You really want predictable execution behavior in those systems. You want to be able to look at a graph of runtime parameters - memory usage, or server load, or QPS, or 95th percentile latency - and see that it's stable, and not have surprises like a massive spike that then shows up as user-visible outages. Because getting paged really, really sucks, and losing money because your customers can't access the system sucks even more. "Kill and restart the process every now and then" is not robustness.
If your intention is to play around with some prototypes and see what you can build, Haskell on the backend and Python on the frontend is a fine choice. Your biggest issue (other than the learning curve of Haskell) will be finding libraries that you can leverage, and Haskell has one of the nicest C FFIs out there. Other than that, here're assorted other little annoyances I've run into.

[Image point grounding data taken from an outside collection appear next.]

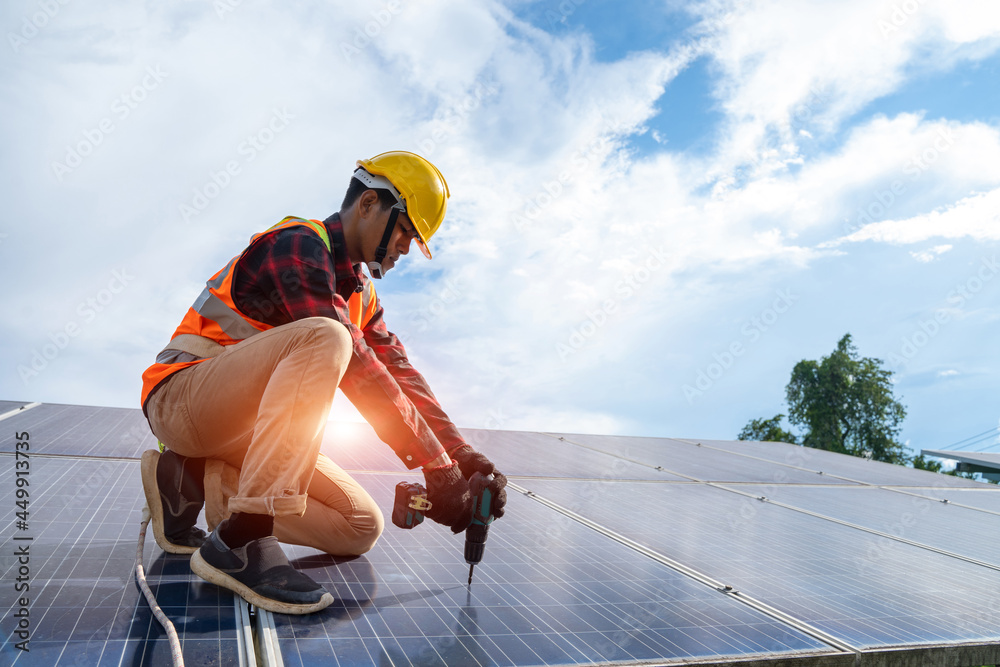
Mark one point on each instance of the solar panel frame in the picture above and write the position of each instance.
(84, 604)
(914, 518)
(758, 548)
(538, 597)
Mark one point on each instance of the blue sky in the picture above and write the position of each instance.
(634, 185)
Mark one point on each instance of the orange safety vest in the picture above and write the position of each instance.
(215, 315)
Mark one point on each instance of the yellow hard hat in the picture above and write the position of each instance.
(421, 186)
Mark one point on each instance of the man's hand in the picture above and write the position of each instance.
(471, 461)
(450, 498)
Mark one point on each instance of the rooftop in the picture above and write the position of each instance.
(614, 549)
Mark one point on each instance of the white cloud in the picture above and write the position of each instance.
(788, 65)
(972, 217)
(930, 254)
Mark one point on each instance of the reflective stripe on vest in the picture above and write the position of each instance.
(214, 314)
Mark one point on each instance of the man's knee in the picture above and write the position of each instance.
(332, 336)
(367, 530)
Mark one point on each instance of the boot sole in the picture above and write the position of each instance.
(203, 569)
(149, 459)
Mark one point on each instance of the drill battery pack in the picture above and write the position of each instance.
(409, 505)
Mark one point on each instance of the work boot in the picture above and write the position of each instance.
(174, 487)
(260, 573)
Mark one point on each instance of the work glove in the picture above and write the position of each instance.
(470, 461)
(449, 496)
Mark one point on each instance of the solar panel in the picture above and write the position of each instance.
(85, 608)
(357, 447)
(866, 592)
(7, 406)
(917, 519)
(549, 591)
(81, 431)
(986, 499)
(698, 462)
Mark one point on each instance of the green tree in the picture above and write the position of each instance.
(921, 463)
(845, 403)
(767, 430)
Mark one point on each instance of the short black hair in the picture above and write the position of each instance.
(357, 188)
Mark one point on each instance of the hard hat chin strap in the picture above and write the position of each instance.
(375, 268)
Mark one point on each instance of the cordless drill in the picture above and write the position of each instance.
(411, 504)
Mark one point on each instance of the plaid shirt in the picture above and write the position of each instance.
(288, 275)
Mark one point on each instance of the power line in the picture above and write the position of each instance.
(988, 434)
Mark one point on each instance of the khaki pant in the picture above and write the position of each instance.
(257, 412)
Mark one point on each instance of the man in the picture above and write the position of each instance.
(240, 395)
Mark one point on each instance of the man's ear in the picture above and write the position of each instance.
(368, 204)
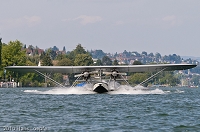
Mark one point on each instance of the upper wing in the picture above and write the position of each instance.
(79, 69)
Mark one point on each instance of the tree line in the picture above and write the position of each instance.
(16, 53)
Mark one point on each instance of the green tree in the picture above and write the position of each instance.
(106, 60)
(12, 54)
(98, 63)
(0, 52)
(115, 62)
(137, 63)
(47, 60)
(83, 60)
(65, 62)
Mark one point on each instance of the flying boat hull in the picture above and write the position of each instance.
(100, 87)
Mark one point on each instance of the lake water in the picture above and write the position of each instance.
(77, 109)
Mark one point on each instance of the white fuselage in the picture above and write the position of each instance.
(100, 87)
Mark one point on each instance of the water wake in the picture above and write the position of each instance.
(123, 89)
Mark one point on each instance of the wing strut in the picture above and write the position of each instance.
(142, 83)
(49, 78)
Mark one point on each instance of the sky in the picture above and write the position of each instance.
(163, 26)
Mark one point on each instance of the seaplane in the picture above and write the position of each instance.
(99, 77)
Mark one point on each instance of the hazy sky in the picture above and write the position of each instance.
(164, 26)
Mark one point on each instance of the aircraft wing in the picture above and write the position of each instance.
(119, 68)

1. Positional data structures (tuples, "naked" [non-record, no accessor] ADTs, functions with long parameter lists) really suck. You will eventually want to stick another bit of data in there, and then you have to update all the usage sites with new pattern bindings. As immature as the record system is, take the time to use it from the beginning; it'll save you pain later on.
This is a very common pattern in C++ as well; many experienced API designers I know will give all their methods the signature of "bool someMethod(const MethodInput& input, MethodOutput* output)", where MethodInput and MethodOutput are structs. At Google, we often use protobufs as the structs; that gives you a bunch of other benefits, as you can instantly print them out for debugging, and you can log them efficiently, and it becomes trivial to turn the API into an RPC service if it outgrows a single process.
2. Don't be afraid to use type inference; oftentimes, the compiler can infer a more general type than you can write down. If you do write down the types, be liberal with your use of type synonyms; you will probably end up changing those types later, and it sucks to have to visit a few dozen functions with a search & replace. "newtype" is very often worth it, if just for the added typechecking.
3. Point-free style is cool, but I've never been able to look at point-free code I wrote a month ago and understand what it was doing. Don't do this outside of very specific cases where the point-free version has some semantic meaning (for example, you're treating a partially-applied function as an object that does something. If you wouldn't define a closure for it in Python or JavaScript, don't make it point-free in Haskell).
4. Haskell module patterns are much more similar to C than C++ or Java. You typically want a clear divide between "data" modules (that define fundamental dataypes) and "code" modules (which define functions and algorithms acting on those datatypes). Trying to use the OOP-style, "one class per file" approach is very frustrating in Haskell.
5. The "mathematician's naming convention" (all single-character variable names, with "s" as a plural to indicate a list) is just as bad an idea in Haskell as it is in C. Go give your variables some meaningful names and ignore all the tutorials that have "xs" and "ps" and "qs".
6. Very often, you'll want to define a monad for your code from the get-go (you can even just typedef the IdentityMonad to start out with) and write your code in a monadic style from the beginning. You will want to add error-handling and probably state and logging at some point in the future. If you start out with a typedef'd monad type, you can just change the typedef to some monad transformer stack as you need to.